Cibersegurança Configurações: Wordfence

Versão Beta para testes e avaliações: Aguarde em breve a versão final. É um especialista em cibersegurança e quer contribuir com sua opinião sobre estas configurações? Clique aqui para acessar os Contatos.

Público alvo

Qualquer desenvolvedor WordPress se beneficiará destas configurações, ainda que as mesmas tenham sido desenvolvidas para web designers e webmasters de unidades de informação e cultura GLAM (galerias, bibliotecas, arquivos e museus).

Instalar e configurar um plugin de segurança completo e profissional

Instalar um plugin de segurança que contenha: firewall (WAF), malware scanning, proteção contra ataques de força bruta, autenticação de dois fatores (2FA), limite de tentativas de login, controle para garantia de senhas fortes.

Recomendamos o Wordfence. No codex do WordPress é possível encontrar outras recomendações além deste.

Configurações recomendadas do Wordfence

– Impedir upload de código PHP no diretório.

– Ativar alertas de login no website, especialmente se não for o único administrador.

– Colocar o Firewall em “Learning mode” por uma semana, ativando a mudança automática para “Enabled and Protecting“.

– Otimizar o Wordfence Firewall.

– Limitar as tentativas de login a três, tanto para erros de usuário, quanto de senha.

– Trancar usuários com erros de login recorrentes por pelo menos 1 dia (lock out), tempo suficiente para novas providências.

– Se for Administrador único e utilizar preenchimento automático do login (ex: Gerenciador de Senha – Vide FAQ do Usuário de Internet, Questão 7), trancar automaticamente nome de usuário inválido (invalid username).

– Bloquear imediatamente usuários que tentem logar com nome de usuário “admin”.

– Impedir o uso de senhas constantes em listas de vazamento de dados, não somente para Administradores, mas para editores/autores de posts também.

– Obrigar o uso de senhas fortes para todos os usuários.

– Ocultar mensagens detalhadas de erro em tentativas de login. (Quando um usuário erra senha ou login, a mensagem padrão do WP informa qual dos dois foi digitado errado. O ideal é que mensagem seja genérica e não revele estes detalhes.)

– Impedir usuários de se registrarem com nome “admin”.

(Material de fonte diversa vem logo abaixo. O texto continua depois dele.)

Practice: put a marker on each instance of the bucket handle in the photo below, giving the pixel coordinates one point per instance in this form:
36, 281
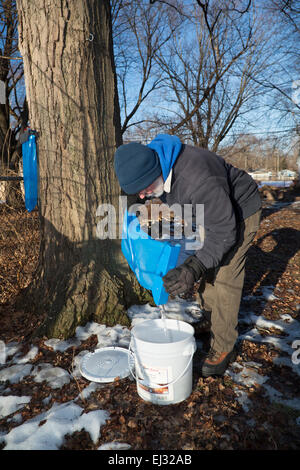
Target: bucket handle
131, 351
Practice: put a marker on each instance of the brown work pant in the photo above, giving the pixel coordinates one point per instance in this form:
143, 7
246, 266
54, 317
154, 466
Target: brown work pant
220, 296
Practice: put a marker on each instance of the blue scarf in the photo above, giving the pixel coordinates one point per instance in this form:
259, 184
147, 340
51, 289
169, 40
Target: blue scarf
167, 148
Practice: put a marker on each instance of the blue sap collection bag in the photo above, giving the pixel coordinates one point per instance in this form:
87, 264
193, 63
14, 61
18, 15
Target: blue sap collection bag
29, 154
149, 259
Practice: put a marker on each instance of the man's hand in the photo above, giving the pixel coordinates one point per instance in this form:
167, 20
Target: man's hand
181, 279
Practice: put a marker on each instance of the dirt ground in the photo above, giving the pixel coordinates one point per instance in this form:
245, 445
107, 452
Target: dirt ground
211, 418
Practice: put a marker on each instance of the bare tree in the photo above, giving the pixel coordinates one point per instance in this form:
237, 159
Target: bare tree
73, 104
12, 100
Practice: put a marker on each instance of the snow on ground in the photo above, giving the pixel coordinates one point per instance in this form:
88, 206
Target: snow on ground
47, 430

– Prevenir pesquisa por nomes de usuários do banco de dados.

– Receber alertas de uso de senhas fracas por usuários que tenham atualizado o seu perfil.

– Ativar escaneamento do website, com o máximo de cobertura possível.

– Monitorar todo o tráfego, se possível (desmarcar em hospedagens econômicas ou em caso de sobrecarga).

– Exigir 2FA: Two Factor Authentication (Autenticação de dois fatores) obrigatória para todos os usuários. Recomendamos LastPast Authenticator e Authy.

– Não permitir que usuários sejam lembrados por 30 dias.

– Requerer 2FA para chamada XMK-RPC.

Versão inicial de autoria de Ana Cecília Rocha Veiga.